= Andrew McClelland =

Australian comedian and writer

Andrew McClelland is an Australian comedian, writer and DJ from Melbourne, Victoria.

== Comedian ==
McClelland has performed hour-long comedy shows around Australia, New Zealand and at the Edinburgh Fringe Festival since 2003. His past shows have included Tie Her To The Tracks (2012 Moosehead recipient), Andrew McClelland’s One Man Stand (2012 Crikey's 'Best of the Fest' award), and Andrew McClelland's Somewhat Accurate History of Pirates (1550-2017) (2004 Piece of Wood Award). He is a frequent collaborator of comedian Lawrence Leung.

=== Comedy Awards ===
Melbourne International Comedy Festival 'Piece of Wood' (Comedian's Choice) Award.

Sydney Comedy Festival Judges Panel Award.

Melbourne International Comedy Festival Moosehead Award.

Crikey 'Best of the Fest' Award.

=== Shows ===
2004 A Somewhat Accurate History of Pirates

2005 The Somewhat Secret Secret Society Show (with Lawrence Leung)

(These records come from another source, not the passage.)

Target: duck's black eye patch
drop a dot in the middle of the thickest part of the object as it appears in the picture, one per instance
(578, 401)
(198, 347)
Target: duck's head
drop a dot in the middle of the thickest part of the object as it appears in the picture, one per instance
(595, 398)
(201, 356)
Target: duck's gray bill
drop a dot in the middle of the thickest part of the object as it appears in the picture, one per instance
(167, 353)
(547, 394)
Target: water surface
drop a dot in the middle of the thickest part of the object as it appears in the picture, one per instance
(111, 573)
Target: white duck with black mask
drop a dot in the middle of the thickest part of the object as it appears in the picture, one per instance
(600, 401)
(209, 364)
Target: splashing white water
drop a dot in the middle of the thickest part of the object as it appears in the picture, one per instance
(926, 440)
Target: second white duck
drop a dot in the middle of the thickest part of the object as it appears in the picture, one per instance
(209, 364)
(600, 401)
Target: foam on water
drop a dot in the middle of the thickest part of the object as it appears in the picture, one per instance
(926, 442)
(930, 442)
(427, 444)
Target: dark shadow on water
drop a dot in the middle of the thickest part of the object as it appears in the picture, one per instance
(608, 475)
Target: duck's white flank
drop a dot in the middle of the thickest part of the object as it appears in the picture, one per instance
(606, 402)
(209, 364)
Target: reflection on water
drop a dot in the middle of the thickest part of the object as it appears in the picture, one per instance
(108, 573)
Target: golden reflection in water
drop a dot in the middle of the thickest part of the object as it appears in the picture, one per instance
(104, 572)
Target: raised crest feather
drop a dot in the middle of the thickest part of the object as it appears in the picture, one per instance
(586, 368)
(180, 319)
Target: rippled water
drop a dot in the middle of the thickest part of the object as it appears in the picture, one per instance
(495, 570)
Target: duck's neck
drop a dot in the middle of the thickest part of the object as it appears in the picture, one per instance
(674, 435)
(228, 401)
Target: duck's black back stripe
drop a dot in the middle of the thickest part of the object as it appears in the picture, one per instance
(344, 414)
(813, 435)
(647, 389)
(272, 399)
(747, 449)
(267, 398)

2006 Andrew McClelland's Mix Tape

2007 Andrew McClelland's Somewhat Ambitious Solution for Making the World a Better Place

2008 Andrew McClelland's Guide to Being a Modern Gentleman

2009 Time Ninjas (with Lawrence Leung)

2010 Andrew McClelland's Somewhat Accurate History of the Fall of the Roman Empire

2011 Truth be Told

2012 One Man Stand

2012 Tie Her to the Tracks

2013 Hang the DJ

2015 Overdressed and Underwhelmed

2016 We Really Must do this Again Sometime

2018 Andrew McClelland's seated Walking Tour of Western Europe

== Television ==
McClelland has had numerous television appearances including Spicks and Specks (ABC), In Siberia Tonight (SBS), Stand Up Australia (The Comedy Channel), AD/BC (SBS), The Chaser's War on Everything (ABC1), The Circle (Channel 10), Slide Show (Channel 7), Tonightly with Tom Ballard (ABC), Comedy Up Late (ABC), and providing all main character voices for The Dukes of Broxtonia (ABC3).

== DJing ==
Andrew has DJd since 2003 and has been head DJ at Mr McClelland's Finishing School since 2008 and sometimes performs a children's DJing show 'Mr McClelland's Starting School.'

He was also the only support act for Cher's 2018 Australia/New Zealand tour and Robbie Williams support for a secret gig in Melbourne in 2022.

Andrew currently DJs parties and functions around Australia and internationally.